Three Gen8 HP360 recalled from retirement with single 1TB TLC SATA SSD for boot and oVirt
/engine and 7x4TB HDD RAID6 for /vmstore and /data, 10Gbit NICs and network.
All CentOS 7.7 updated daily.
These machines may not be used exclusively for oVirt so I don't want to re-install the
OS, when an oVirt setup fails: Instead I try my best to clean up the nodes when doing
another oVirt installation run.
They ran oVirt for a week or two using a completely distinct set of storage, so they are
fundamentally sound, but we wanted higher storage capacity so I swapped everything and
re-installed CentOS very much the same way as before.

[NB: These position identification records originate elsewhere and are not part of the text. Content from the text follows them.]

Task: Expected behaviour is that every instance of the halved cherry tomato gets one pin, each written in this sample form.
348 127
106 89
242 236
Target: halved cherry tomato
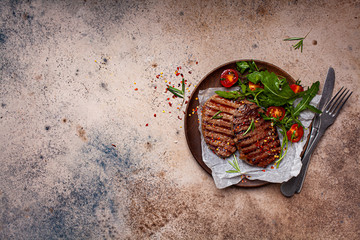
276 112
254 86
229 77
296 88
295 133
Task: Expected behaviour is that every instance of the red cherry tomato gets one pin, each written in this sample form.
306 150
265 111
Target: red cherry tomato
295 133
276 112
229 77
254 86
296 88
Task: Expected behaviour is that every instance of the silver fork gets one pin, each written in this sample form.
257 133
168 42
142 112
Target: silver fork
327 118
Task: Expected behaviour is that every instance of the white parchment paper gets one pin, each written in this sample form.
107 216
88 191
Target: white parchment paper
290 165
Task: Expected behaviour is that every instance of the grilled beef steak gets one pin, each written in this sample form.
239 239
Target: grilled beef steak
261 146
219 133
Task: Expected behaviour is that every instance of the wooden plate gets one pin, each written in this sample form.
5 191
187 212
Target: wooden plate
212 80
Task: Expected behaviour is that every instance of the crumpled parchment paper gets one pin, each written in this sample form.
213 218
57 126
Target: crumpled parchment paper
290 165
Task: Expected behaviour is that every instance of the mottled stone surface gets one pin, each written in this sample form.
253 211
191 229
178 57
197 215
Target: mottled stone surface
79 162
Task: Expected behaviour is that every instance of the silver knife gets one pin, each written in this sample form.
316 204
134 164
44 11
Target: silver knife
325 98
295 184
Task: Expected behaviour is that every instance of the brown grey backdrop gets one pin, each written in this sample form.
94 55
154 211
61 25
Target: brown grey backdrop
78 85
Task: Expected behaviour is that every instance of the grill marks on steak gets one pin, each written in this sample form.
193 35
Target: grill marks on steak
261 146
219 133
224 136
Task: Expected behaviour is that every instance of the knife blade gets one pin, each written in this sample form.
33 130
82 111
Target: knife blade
325 97
295 185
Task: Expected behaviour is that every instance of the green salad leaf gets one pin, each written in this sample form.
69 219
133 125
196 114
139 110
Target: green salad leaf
276 91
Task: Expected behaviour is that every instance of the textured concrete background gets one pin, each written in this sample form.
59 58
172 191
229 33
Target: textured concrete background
79 162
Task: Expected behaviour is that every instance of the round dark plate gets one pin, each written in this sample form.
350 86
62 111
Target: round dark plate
212 80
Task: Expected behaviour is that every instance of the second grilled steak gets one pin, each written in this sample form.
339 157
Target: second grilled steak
219 133
258 147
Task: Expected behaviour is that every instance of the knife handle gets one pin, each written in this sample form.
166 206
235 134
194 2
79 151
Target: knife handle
289 188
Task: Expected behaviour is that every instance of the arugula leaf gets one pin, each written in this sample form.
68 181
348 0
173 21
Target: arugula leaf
229 95
308 96
255 77
242 66
273 95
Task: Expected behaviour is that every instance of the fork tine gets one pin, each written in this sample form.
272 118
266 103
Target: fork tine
329 105
340 99
337 112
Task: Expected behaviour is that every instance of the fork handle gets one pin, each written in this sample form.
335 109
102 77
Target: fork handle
289 188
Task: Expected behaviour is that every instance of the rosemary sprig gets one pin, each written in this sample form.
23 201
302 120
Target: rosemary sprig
178 92
216 115
250 128
235 165
298 44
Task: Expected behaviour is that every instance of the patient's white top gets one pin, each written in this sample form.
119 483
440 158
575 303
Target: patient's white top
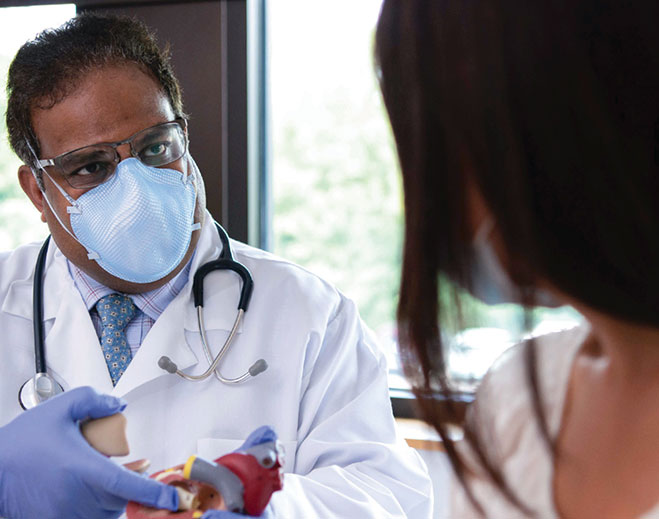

The first oVirt setup went smoothly but the cluster crumbled without much usage. I
won't go into details here, because I didn't want to investigate for now, instead
I focussed on redoing the installation and cleaning up the old setup.
I know the docs actually recommend starting with wiped hardware, but operationally that
would be a show-stopper for the intended use case.
So I cleaned up the best I can (ovirt-hosted-engine-cleanup with and without redoing the
whole Gluster storage setup, where apart from SSD caching not working, I don't have
issues).
Undoing the network changes in such a way that the oVirt HCI wizard ceases complaining is
a bit more involved. I typically run:
- vdsm-tool ovn-unconfigure
- vdsm-tool clear-nets (now need to switch to the console)
- vdsm-tool remove-config
and then I still need to edit /etc/sysconfig/network-scripts/ifcfg-<ethernet-device>
to bring the physical adapter back to life.
Sometimes I still need to remove the ovirtmgmnt bridge manually etc.
Whether I remove and redo the Gluster as a bit of an effect in re-installation, but it
doesn't make a difference in what follows.
So here is where I am currently getting stuck consistently:
The wizard is gone through preparing the Gluster storage (which is completely functional
at that point), has created the local VM on the installation node, installed the Postgres
database, filled it etc. basically has oVirt up and running with the primary Gluster node
and now would like to add the second and third nodes.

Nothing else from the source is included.